After two quarters of outperformance, competitors adopt similar AI co-leadership models. Insurers and auditors design new products for algorithmic management. In the short term, investors apply a governance risk premium to companies run partly by code. Over time, a new norm develops where human boards focus on long-term strategy and culture while AI systems handle execution.
Cloud providers, AI infrastructure vendors and governance tech specialists appear on the right side of this theme, while leaders of legacy enterprises face pressure to justify why they are not adopting similar tools.
Beijing launches a partially gold-backed yuan
The next prediction tackles the global currency order. Saxo predicts China disclosing audited gold reserves that exceed those of the US, then using that stockpile to launch a partially gold-backed offshore yuan. Holders of the new CNH (Chinese Yuan Renminbi Offshore) instrument can redeem balances for physical gold at a fixed rate that implies a sharp appreciation of the yuan to around 5.0 against the USD from levels near 7.0.
Initially the “golden yuan” is offered only offshore via financial centres such as Hong Kong and Singapore, while the onshore yuan remains managed. The reserve basket is anchored in gold but includes US Treasuries and commodities to smooth volatility. Regular third-party audits are used to build trust before China eventually allows full convertibility with daily redemption limits.
To encourage adoption, Beijing extends gold for yuan swap lines to Gulf oil exporters and Asean central banks and launches commodity contracts that can be settled in gold. Partner countries can choose to receive metal or hold CNH-denominated bonds that offer a small yield on top of gold exposure.
As more trade is invoiced in golden yuan, demand for US Treasuries falls and the dollar’s share of global reserves declines by around a third in the scenario. Gold prices move above US$6,000 an ounce and US yields rise as foreign holders trim exposure. The dollar remains a core reserve asset but loses its near monopoly as the world gains a second anchor currency option tied to tangible reserves.
Dumb AI triggers a trillion-dollar clean-up
The final outrageous prediction is a warning about poorly governed automation. By 2026, “agentic” AI systems that can take actions across networks without constant supervision are embedded across finance, logistics, manufacturing and research. Saxo’s scenario sees a series of failures expose the fragility of this architecture.
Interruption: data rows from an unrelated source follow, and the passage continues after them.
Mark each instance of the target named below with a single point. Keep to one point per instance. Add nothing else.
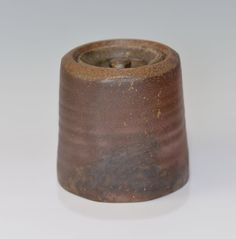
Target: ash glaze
(122, 134)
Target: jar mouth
(121, 57)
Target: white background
(34, 35)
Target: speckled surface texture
(122, 135)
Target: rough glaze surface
(122, 134)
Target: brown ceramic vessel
(122, 135)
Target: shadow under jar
(122, 135)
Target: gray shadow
(120, 211)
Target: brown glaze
(122, 134)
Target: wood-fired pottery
(122, 135)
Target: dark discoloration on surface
(122, 130)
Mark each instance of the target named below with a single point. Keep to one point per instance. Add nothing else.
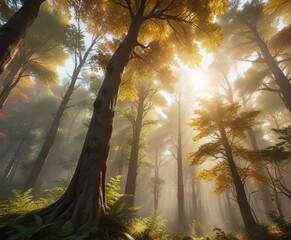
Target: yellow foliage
(17, 94)
(281, 7)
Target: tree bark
(180, 185)
(264, 191)
(83, 202)
(133, 159)
(15, 30)
(13, 161)
(156, 182)
(9, 85)
(280, 78)
(50, 137)
(242, 200)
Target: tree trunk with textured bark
(133, 159)
(15, 30)
(244, 206)
(50, 137)
(83, 202)
(280, 77)
(12, 81)
(180, 177)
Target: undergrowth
(118, 222)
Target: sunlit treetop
(214, 117)
(179, 24)
(238, 24)
(280, 7)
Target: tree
(80, 55)
(15, 29)
(147, 94)
(87, 187)
(37, 53)
(225, 127)
(252, 29)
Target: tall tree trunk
(50, 137)
(83, 202)
(264, 190)
(280, 77)
(180, 190)
(13, 160)
(241, 196)
(9, 86)
(156, 182)
(15, 30)
(133, 159)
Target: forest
(145, 119)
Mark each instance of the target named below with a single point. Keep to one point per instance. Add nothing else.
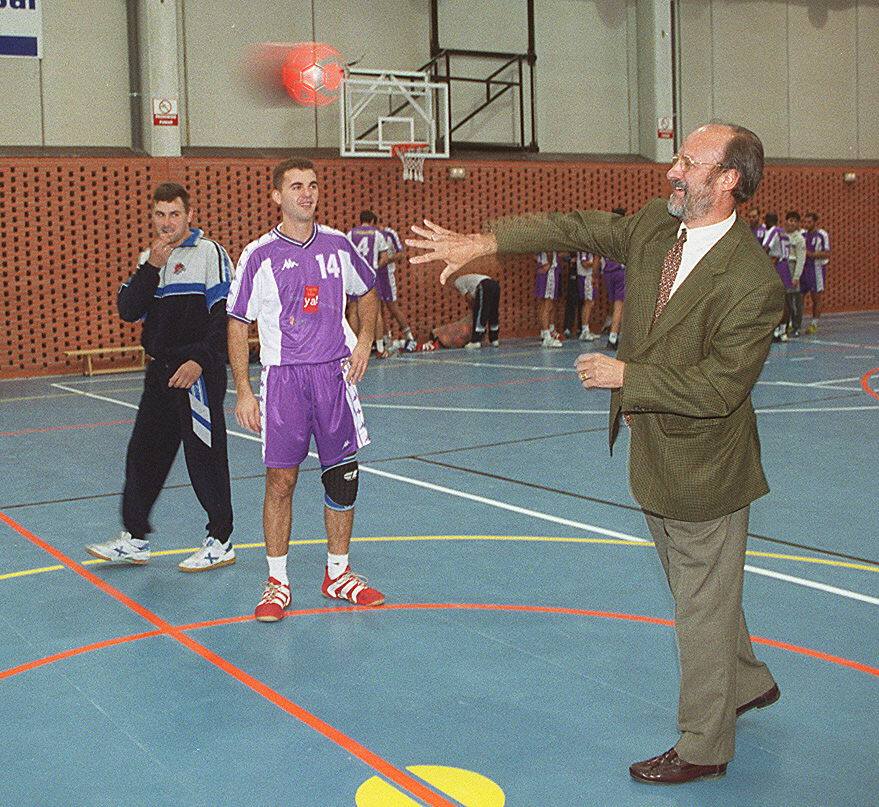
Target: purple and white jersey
(369, 242)
(584, 264)
(296, 292)
(816, 241)
(394, 244)
(777, 244)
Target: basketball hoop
(412, 155)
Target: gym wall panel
(696, 64)
(867, 49)
(583, 95)
(65, 253)
(822, 76)
(20, 104)
(81, 85)
(750, 70)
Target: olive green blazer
(695, 451)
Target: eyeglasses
(688, 162)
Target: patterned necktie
(670, 267)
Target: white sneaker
(212, 555)
(120, 549)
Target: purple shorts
(546, 284)
(813, 279)
(301, 400)
(783, 269)
(386, 285)
(615, 282)
(584, 287)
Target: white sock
(336, 564)
(278, 568)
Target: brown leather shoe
(760, 702)
(670, 769)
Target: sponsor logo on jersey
(309, 302)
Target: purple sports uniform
(614, 275)
(584, 275)
(296, 292)
(370, 243)
(546, 284)
(814, 278)
(777, 244)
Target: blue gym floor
(525, 656)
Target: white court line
(799, 581)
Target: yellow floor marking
(467, 787)
(517, 538)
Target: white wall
(77, 94)
(801, 75)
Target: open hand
(453, 249)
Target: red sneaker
(351, 587)
(274, 600)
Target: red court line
(865, 383)
(443, 606)
(463, 387)
(377, 763)
(22, 432)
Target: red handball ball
(312, 73)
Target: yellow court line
(520, 538)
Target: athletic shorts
(386, 285)
(783, 269)
(615, 282)
(546, 284)
(584, 287)
(299, 401)
(813, 279)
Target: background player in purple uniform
(614, 275)
(546, 290)
(294, 282)
(369, 241)
(757, 226)
(817, 255)
(586, 265)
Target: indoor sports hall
(526, 653)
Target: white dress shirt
(699, 241)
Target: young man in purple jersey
(546, 289)
(388, 295)
(817, 256)
(294, 282)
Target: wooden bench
(88, 354)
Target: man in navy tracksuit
(179, 293)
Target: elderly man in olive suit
(701, 303)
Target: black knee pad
(340, 484)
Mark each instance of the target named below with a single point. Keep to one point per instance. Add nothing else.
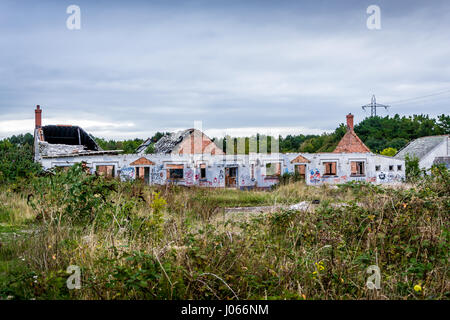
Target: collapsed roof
(174, 142)
(69, 135)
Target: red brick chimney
(38, 117)
(350, 122)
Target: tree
(412, 169)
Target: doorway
(143, 173)
(300, 169)
(230, 177)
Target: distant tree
(412, 169)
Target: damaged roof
(420, 147)
(351, 143)
(69, 135)
(67, 141)
(168, 142)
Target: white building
(191, 159)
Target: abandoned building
(429, 150)
(190, 141)
(190, 158)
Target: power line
(420, 97)
(373, 105)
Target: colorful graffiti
(189, 177)
(314, 176)
(157, 174)
(127, 173)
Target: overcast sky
(137, 67)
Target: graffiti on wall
(314, 176)
(189, 177)
(127, 174)
(157, 173)
(389, 178)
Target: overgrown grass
(132, 241)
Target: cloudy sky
(137, 67)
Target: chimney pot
(38, 117)
(350, 122)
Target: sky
(240, 67)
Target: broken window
(105, 170)
(62, 168)
(330, 168)
(357, 168)
(203, 171)
(273, 169)
(175, 171)
(300, 170)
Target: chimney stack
(38, 117)
(350, 122)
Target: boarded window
(357, 168)
(273, 169)
(175, 171)
(203, 171)
(330, 168)
(105, 170)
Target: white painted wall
(216, 164)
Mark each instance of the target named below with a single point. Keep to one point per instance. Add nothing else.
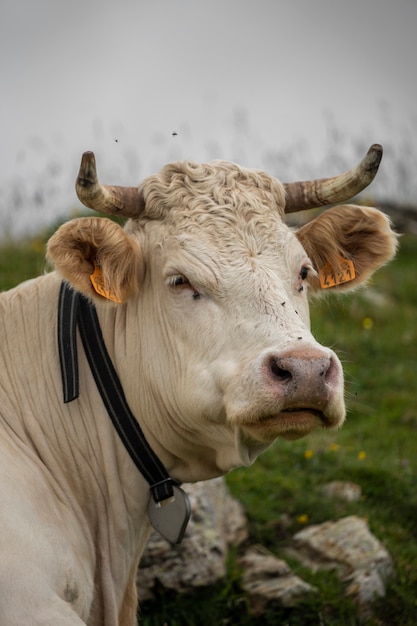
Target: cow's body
(213, 348)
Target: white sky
(236, 79)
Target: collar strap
(74, 309)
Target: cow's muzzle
(299, 391)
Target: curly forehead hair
(186, 186)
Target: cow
(201, 302)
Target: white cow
(212, 346)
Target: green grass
(375, 334)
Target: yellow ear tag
(330, 278)
(98, 283)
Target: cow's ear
(346, 244)
(97, 257)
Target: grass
(375, 333)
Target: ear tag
(330, 278)
(170, 517)
(97, 281)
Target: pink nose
(304, 378)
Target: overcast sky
(235, 79)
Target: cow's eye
(179, 281)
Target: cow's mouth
(290, 423)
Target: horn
(123, 201)
(314, 193)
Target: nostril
(279, 372)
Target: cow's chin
(289, 424)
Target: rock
(349, 547)
(217, 522)
(268, 580)
(345, 490)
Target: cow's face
(216, 293)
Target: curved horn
(123, 201)
(314, 193)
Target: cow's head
(214, 290)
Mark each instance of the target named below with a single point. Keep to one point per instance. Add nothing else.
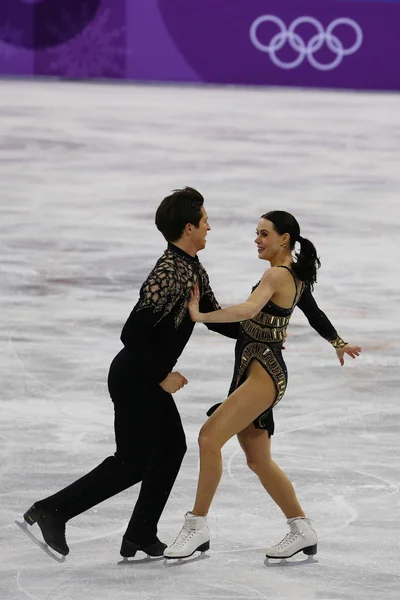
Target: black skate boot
(52, 528)
(129, 548)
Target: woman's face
(269, 242)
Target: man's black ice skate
(52, 528)
(129, 548)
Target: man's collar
(182, 253)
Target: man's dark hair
(177, 210)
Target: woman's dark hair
(177, 210)
(306, 261)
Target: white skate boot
(193, 536)
(301, 538)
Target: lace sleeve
(208, 303)
(156, 300)
(158, 292)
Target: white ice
(82, 170)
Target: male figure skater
(150, 441)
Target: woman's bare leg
(257, 447)
(254, 396)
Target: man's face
(199, 233)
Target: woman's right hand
(349, 349)
(173, 382)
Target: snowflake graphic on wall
(10, 40)
(96, 52)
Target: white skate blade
(24, 527)
(203, 548)
(287, 562)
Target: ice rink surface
(82, 170)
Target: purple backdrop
(345, 44)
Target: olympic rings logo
(306, 50)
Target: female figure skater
(259, 383)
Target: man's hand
(193, 305)
(350, 350)
(173, 382)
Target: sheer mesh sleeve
(155, 301)
(208, 303)
(318, 319)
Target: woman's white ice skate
(301, 538)
(193, 536)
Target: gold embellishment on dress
(265, 319)
(263, 334)
(337, 343)
(266, 357)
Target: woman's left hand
(193, 305)
(349, 349)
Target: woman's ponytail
(306, 262)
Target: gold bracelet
(338, 343)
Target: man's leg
(163, 467)
(134, 407)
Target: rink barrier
(330, 44)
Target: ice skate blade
(139, 561)
(24, 527)
(203, 548)
(284, 562)
(308, 551)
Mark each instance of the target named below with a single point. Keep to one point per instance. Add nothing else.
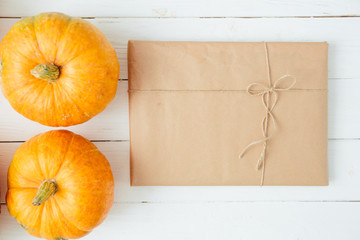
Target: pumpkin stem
(46, 190)
(48, 72)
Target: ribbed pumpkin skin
(89, 69)
(83, 176)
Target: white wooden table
(331, 212)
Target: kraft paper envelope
(195, 106)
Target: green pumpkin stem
(48, 72)
(46, 190)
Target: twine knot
(259, 89)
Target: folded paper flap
(224, 65)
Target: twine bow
(259, 89)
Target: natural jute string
(265, 93)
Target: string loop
(265, 92)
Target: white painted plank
(231, 221)
(344, 171)
(340, 33)
(113, 123)
(183, 8)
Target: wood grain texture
(344, 171)
(340, 33)
(183, 8)
(282, 213)
(112, 124)
(214, 221)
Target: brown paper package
(191, 116)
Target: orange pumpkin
(60, 186)
(57, 70)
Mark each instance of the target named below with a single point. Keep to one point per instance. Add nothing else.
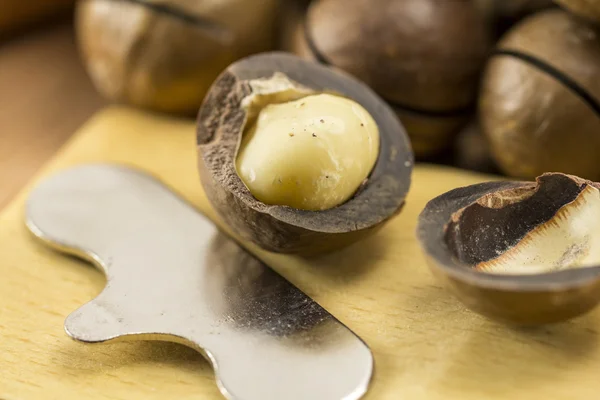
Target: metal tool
(171, 275)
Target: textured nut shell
(291, 27)
(535, 124)
(422, 53)
(523, 300)
(430, 135)
(280, 228)
(472, 150)
(16, 13)
(562, 41)
(589, 9)
(124, 47)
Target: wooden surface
(45, 95)
(426, 345)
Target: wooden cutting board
(426, 344)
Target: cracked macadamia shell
(422, 56)
(235, 100)
(522, 252)
(540, 98)
(164, 55)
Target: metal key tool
(171, 275)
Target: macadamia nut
(312, 153)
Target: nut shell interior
(123, 46)
(535, 241)
(221, 123)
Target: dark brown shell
(455, 232)
(540, 98)
(423, 56)
(279, 228)
(587, 9)
(164, 56)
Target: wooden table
(426, 344)
(45, 95)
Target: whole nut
(165, 56)
(540, 98)
(423, 56)
(521, 252)
(17, 13)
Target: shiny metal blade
(171, 275)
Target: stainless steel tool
(171, 275)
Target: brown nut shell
(15, 14)
(165, 55)
(540, 98)
(467, 227)
(588, 9)
(423, 56)
(283, 229)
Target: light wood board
(45, 95)
(426, 345)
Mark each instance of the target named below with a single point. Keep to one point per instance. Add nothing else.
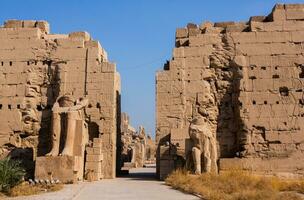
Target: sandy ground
(138, 185)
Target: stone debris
(38, 67)
(245, 80)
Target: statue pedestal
(67, 169)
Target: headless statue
(74, 111)
(204, 146)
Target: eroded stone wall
(245, 80)
(137, 148)
(36, 67)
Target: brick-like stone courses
(94, 158)
(246, 79)
(36, 67)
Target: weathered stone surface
(245, 81)
(136, 147)
(36, 68)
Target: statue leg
(213, 146)
(71, 129)
(206, 153)
(56, 129)
(196, 154)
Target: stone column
(196, 154)
(72, 116)
(56, 130)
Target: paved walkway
(139, 184)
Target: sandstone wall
(35, 68)
(245, 79)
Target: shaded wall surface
(246, 80)
(36, 67)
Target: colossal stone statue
(66, 107)
(204, 146)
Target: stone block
(204, 39)
(64, 168)
(43, 26)
(181, 33)
(70, 43)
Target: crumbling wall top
(42, 25)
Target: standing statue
(204, 150)
(66, 106)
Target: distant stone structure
(245, 80)
(137, 148)
(61, 100)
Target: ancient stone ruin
(232, 96)
(59, 102)
(137, 147)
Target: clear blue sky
(138, 35)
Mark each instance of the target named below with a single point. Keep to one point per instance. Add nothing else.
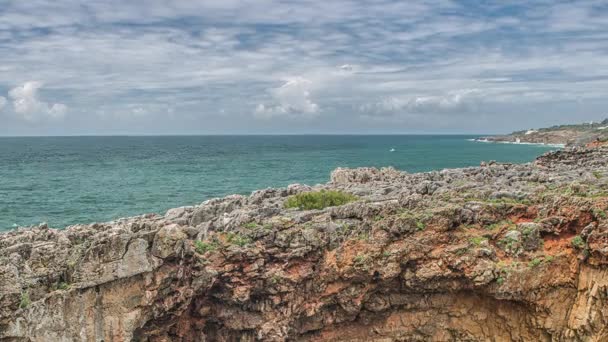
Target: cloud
(292, 99)
(373, 57)
(27, 105)
(453, 100)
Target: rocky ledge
(587, 134)
(499, 252)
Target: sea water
(68, 180)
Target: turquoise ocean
(68, 180)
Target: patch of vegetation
(420, 225)
(578, 242)
(535, 262)
(500, 201)
(599, 213)
(319, 199)
(478, 240)
(251, 225)
(363, 236)
(461, 251)
(275, 279)
(62, 285)
(25, 300)
(360, 259)
(237, 239)
(597, 174)
(500, 224)
(203, 247)
(510, 245)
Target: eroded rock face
(501, 252)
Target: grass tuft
(319, 199)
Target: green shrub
(578, 242)
(25, 300)
(420, 225)
(63, 286)
(204, 247)
(251, 225)
(319, 199)
(535, 262)
(599, 213)
(597, 174)
(478, 240)
(237, 239)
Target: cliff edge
(586, 134)
(499, 252)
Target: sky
(104, 67)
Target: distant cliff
(567, 135)
(499, 252)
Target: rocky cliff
(587, 134)
(499, 252)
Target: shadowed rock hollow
(500, 252)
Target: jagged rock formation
(587, 134)
(495, 253)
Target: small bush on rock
(319, 199)
(578, 242)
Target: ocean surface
(68, 180)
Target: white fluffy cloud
(424, 104)
(29, 107)
(291, 99)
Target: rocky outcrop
(588, 134)
(500, 252)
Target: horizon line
(242, 134)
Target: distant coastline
(486, 140)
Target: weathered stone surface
(502, 252)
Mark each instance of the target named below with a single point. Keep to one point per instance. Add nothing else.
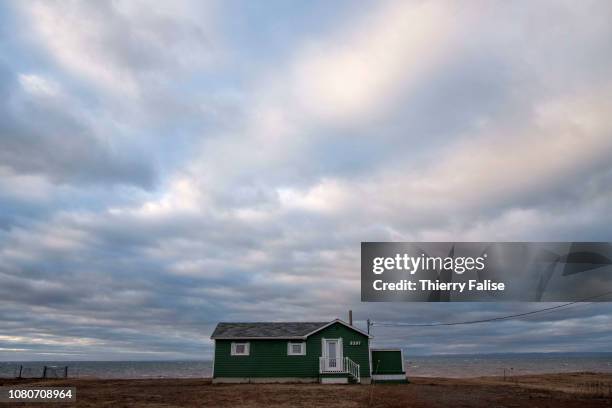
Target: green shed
(388, 365)
(327, 352)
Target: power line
(402, 324)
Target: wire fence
(34, 371)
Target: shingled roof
(286, 330)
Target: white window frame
(290, 345)
(247, 348)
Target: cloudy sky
(168, 165)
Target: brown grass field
(580, 390)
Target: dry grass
(553, 390)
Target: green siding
(268, 358)
(387, 362)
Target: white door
(333, 354)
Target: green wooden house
(327, 352)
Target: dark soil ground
(579, 390)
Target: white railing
(339, 365)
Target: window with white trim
(240, 349)
(296, 349)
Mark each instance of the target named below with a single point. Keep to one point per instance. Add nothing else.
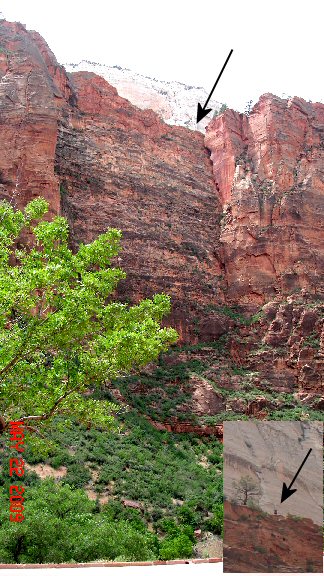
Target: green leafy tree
(245, 488)
(61, 333)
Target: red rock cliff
(268, 168)
(103, 162)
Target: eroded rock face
(174, 102)
(275, 543)
(33, 90)
(122, 167)
(102, 162)
(268, 168)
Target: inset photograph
(273, 496)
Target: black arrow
(286, 492)
(201, 110)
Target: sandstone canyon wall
(268, 167)
(174, 102)
(236, 218)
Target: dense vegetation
(176, 479)
(60, 330)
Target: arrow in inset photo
(286, 491)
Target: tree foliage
(245, 488)
(61, 332)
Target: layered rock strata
(268, 169)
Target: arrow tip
(286, 492)
(201, 112)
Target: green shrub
(175, 548)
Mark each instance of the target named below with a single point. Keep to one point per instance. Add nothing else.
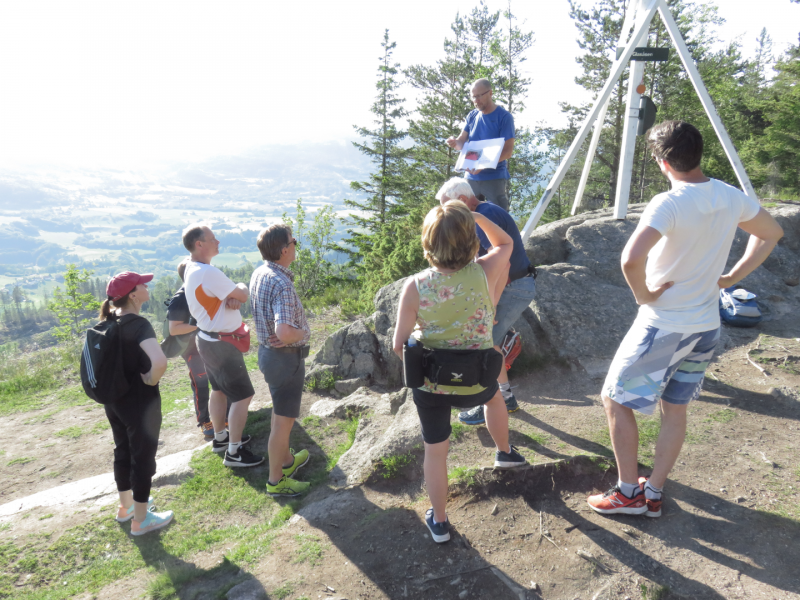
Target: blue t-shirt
(498, 123)
(519, 259)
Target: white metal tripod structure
(645, 11)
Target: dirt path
(730, 528)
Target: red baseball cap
(124, 283)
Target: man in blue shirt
(520, 287)
(488, 121)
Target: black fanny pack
(461, 368)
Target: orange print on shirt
(210, 303)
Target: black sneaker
(440, 532)
(243, 458)
(508, 460)
(220, 447)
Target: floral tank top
(455, 313)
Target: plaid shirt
(274, 301)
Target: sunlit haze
(124, 83)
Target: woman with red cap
(136, 417)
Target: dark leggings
(135, 424)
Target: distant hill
(107, 218)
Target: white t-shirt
(206, 289)
(698, 222)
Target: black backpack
(102, 373)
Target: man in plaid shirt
(283, 335)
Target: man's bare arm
(764, 234)
(634, 260)
(458, 143)
(179, 328)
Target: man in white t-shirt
(674, 264)
(214, 302)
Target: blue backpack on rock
(738, 307)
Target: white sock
(629, 489)
(651, 492)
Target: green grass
(392, 465)
(87, 557)
(73, 432)
(539, 439)
(310, 550)
(462, 475)
(458, 430)
(101, 426)
(726, 415)
(311, 421)
(284, 591)
(26, 380)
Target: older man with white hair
(487, 122)
(519, 289)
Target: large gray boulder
(583, 306)
(361, 402)
(376, 438)
(583, 316)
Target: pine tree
(382, 146)
(72, 308)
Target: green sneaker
(300, 459)
(287, 487)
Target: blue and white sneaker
(126, 514)
(475, 416)
(440, 532)
(151, 522)
(508, 460)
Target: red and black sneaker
(653, 506)
(614, 502)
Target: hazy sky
(148, 81)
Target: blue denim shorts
(516, 297)
(653, 364)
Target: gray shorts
(226, 370)
(516, 297)
(285, 375)
(493, 190)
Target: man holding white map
(487, 122)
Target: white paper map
(483, 154)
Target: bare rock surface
(362, 401)
(378, 437)
(582, 307)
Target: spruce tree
(382, 146)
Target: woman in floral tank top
(451, 306)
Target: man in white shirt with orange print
(214, 301)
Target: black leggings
(434, 410)
(135, 424)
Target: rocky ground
(730, 527)
(731, 520)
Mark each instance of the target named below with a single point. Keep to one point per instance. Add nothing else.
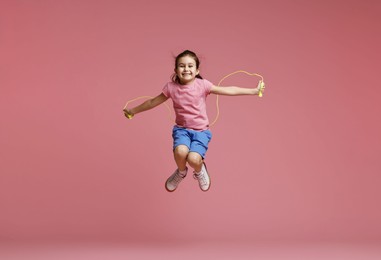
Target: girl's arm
(235, 91)
(146, 105)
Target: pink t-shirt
(189, 103)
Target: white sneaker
(203, 178)
(174, 180)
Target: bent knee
(194, 158)
(181, 150)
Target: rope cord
(260, 94)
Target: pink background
(302, 163)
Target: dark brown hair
(183, 54)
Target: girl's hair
(183, 54)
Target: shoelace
(177, 178)
(201, 178)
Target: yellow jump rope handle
(262, 86)
(128, 115)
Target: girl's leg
(181, 153)
(195, 161)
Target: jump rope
(260, 94)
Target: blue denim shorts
(196, 141)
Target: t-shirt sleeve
(166, 90)
(208, 86)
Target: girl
(191, 134)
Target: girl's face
(186, 70)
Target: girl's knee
(194, 158)
(181, 150)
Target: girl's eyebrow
(190, 63)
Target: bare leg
(195, 161)
(180, 153)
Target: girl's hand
(260, 88)
(127, 113)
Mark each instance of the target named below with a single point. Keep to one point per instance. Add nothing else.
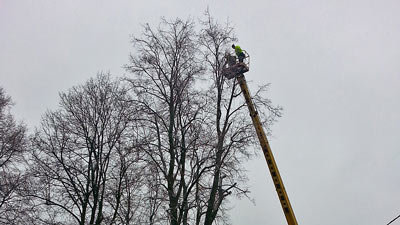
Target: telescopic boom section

Misconfigured trading algorithms cause a flash crash and prompt regulatory reviews. AI driven accounting shortcuts lead to restatements and executive departures. In factories and labs, robots executing flawed AI instructions cause accidents and fatalities, underlining that software errors can have physical consequences. Boards discover that core codebases have been rewritten by models in ways that few human engineers fully understand.
The response is a large-scale clean up. Companies hire specialist “AI janitors” to audit and rebuild systems, consulting and cybersecurity firms see demand surge and governments impose stricter requirements for human in the loop control, rollback mechanisms, provenance logs, model registries and hard kill switches. Systems that rely on highly autonomous agents without clear oversight attract higher capital charges and insurance costs.
For investors, the winners are those providing security, auditing, risk management and resilient infrastructure rather than pure automation. Valuations of platforms that rely on aggressive autonomy come under pressure, while companies that can demonstrate robust governance, human control and transparent AI usage command a premium.